It noted however, that an increasing amount of forest areas have come under protection while more countries are improving forest management. This is often done through legislation and includes the measuring and monitoring of forest resources and a greater involvement of local communities in planning and in developing policies.
The FAO study covers 234 countries and territories and was presented at this week’s World Forestry Congress in Durban, South Africa.
“Forests play a fundamental role in combating rural poverty, ensuring food security and providing people with livelihoods. And they deliver vital environmental services such as clean air and water, the conservation of biodiversity and combating climate change,” said FAO Director-General José Graziano da Silva, launching the report in Durban.
He noted an “encouraging tendency towards a reduction in rates of deforestation and carbon emissions from forests,” as well as improved information that can inform good policy, noting that presently national forest inventories cover 81 percent of global forest area, a substantial increase over the past 10 years.

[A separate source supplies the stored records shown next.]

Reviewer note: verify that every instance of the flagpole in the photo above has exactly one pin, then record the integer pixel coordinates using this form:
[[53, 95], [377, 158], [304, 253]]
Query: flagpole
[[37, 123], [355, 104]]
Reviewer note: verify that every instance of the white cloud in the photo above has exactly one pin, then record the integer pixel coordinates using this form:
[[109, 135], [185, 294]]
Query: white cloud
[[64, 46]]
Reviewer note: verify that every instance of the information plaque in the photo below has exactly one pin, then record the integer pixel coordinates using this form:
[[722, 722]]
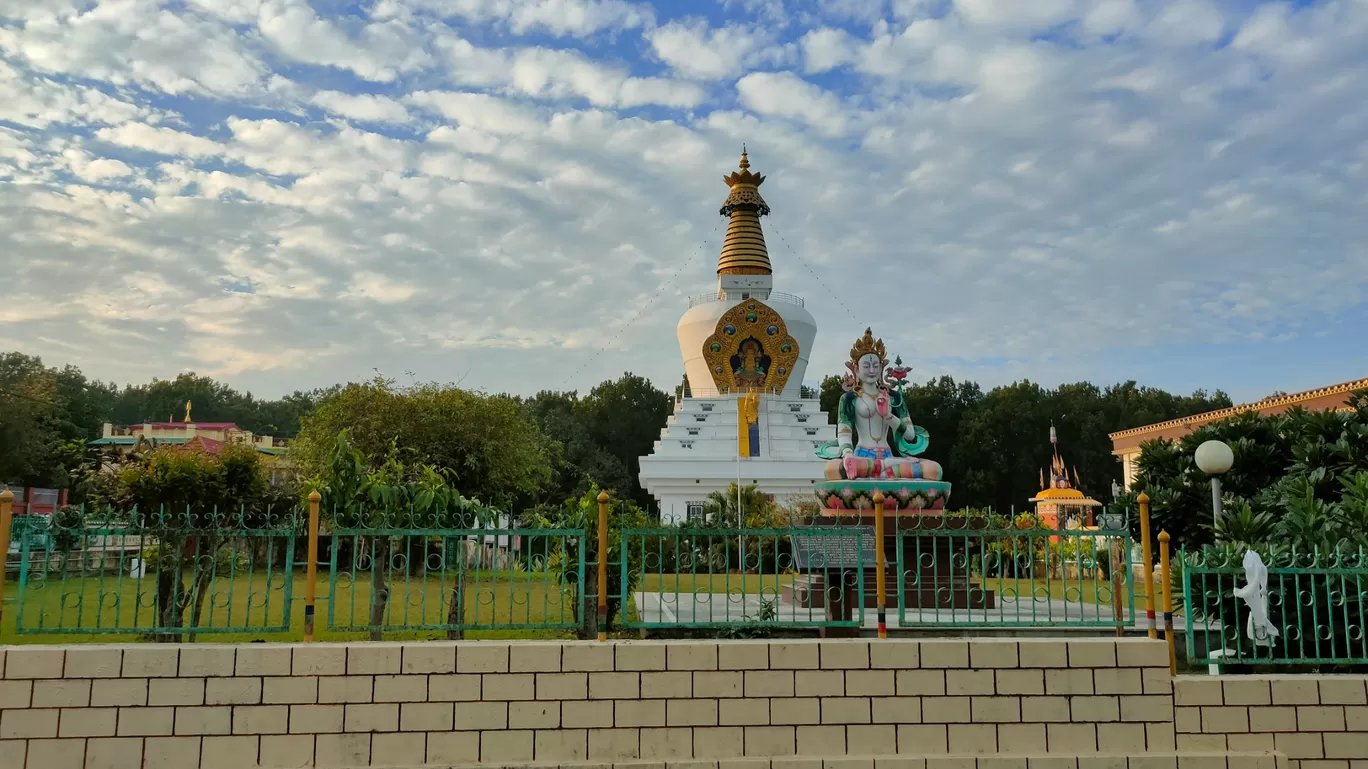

“The direction of change is positive, but we need to do better,” the FAO Director-General cautioned. “We will not succeed in reducing the impact of climate change and promoting sustainable development if we do not preserve our forests and sustainably use the many resources they offer us,” he added.
While in 1990 forests made up 31.6 percent of the word’s land areas, or some 4 128 million hectares, this has changed to 30.6 percent in 2015, or some 3 999 million hectares, according to FRA.
Meanwhile, the net annual rate of forest loss has slowed from 0.18 percent in the early 1990s to 0.08 percent during the period 2010-2015.
Today, the bulk (93 percent) of the world’s forest area is natural forest – a category that includes primary forest areas where human disturbances have been minimized, as well as secondary forest areas that have regenerated naturally.
Planted forest, another subcategory, currently accounts for 7 percent of the world’s overall forest area, having increased by over 110 million hectares since 1990.
FAO’s report stresses the critical importance of forests to people, the environment, and the global economy.
The forest sector contributes about $600 billion annually to global GDP and provides employment to over 50 million people.
Biggest losses in Africa and South America
Africa and South America had the highest net annual loss of forests in 2010-2015, with 2.8 and 2 million hectares respectively, but the report notes how the rate of loss has “substantially decreased” from the previous five year period.
Since 1990 most deforestation has taken place in the tropics. In contrast, net forest area has increased in temperate countries while there has been relatively little change in the boreal and subtropical regions.
However, given global population growth, average per capita forest area has predominantly declined per person in the tropics and subtropics, but also in all the other climatic regions with the exception of the temperate.
Globally, natural forest area is decreasing and planted forest area is increasing and while most forests remain publicly owned, ownership by individuals and communities has increased. In all cases FAO stresses the importance of sustainable forest management practices.
Natural forests, the least touched by humankind, contribute to conserving genotypes – the genetic constitutions of organisms – and in maintaining the composition of natural tree species while providing vital habitats to endangered animal species.
Forests help replenish groundwater supplies crucial for drinking, agriculture and other uses. They also protect soils from erosion, avalanches and landslides.
Planted forests, for their part, are often established for production and where well-managed can provide various forest goods and service and help reduce the pressure on natural forests.
This must also be seen in the context of the increase in global wood consumption and the continued widespread reliance on woodfuel.
“The management of forests has improved dramatically over the last 25 years. This includes planning, knowledge sharing, legislation, policies – a whole range of important steps that countries have implemented or are implementing,” said Kenneth MacDicken, leader of FAO’s Global Forest Resources Assessment Team.
He underscored how since 1990 the designation of additional forest land for conservation increased by some 150 million ha and that forest in protected areas has increased by over 200 million hectares.
Forests are rich in biological diversity, and home to more than half of the terrestrial species of animals, plants and insects. FAO warns that despite conservation efforts the threat of biodiversity loss persists and is likely to continue with deforestation, forest degradation – a reduction in tree biomass density from human or natural causes such as logging, fire, windthrows and other events – pollution and climate change all having negative impacts.
Currently, forest area primarily designated for biodiversity conservation accounts for 13 percent of the world’s forest, or 524 million hectares, with the largest areas reported in Brazil and the United States.
Over the last five year period Africa reported the highest annual increase in the area of forest for conservation while Europe, North and Central American and North America reported the lowest compared to previous reporting periods, while the increase reported by Asia for 2010-2015 was lower than that reported for 2000-1010 but higher than the increase reported in the 1990s.
Addressing climate change
Deforestation and forest degradation increase the concentration of greenhouse gases in the atmosphere, but forest and tree growth absorbs carbon dioxide which is the main greenhouse gas. FAO notes how a more sustainable management of forests will result in a reduction in carbon emissions from forests and has a vital role to play in addressing the impacts of climate change.
FAO has estimated that total carbon emissions from forests decreased by more than 25 percent between 2001 and 2015, mainly due to a slowdown in global deforestation rates.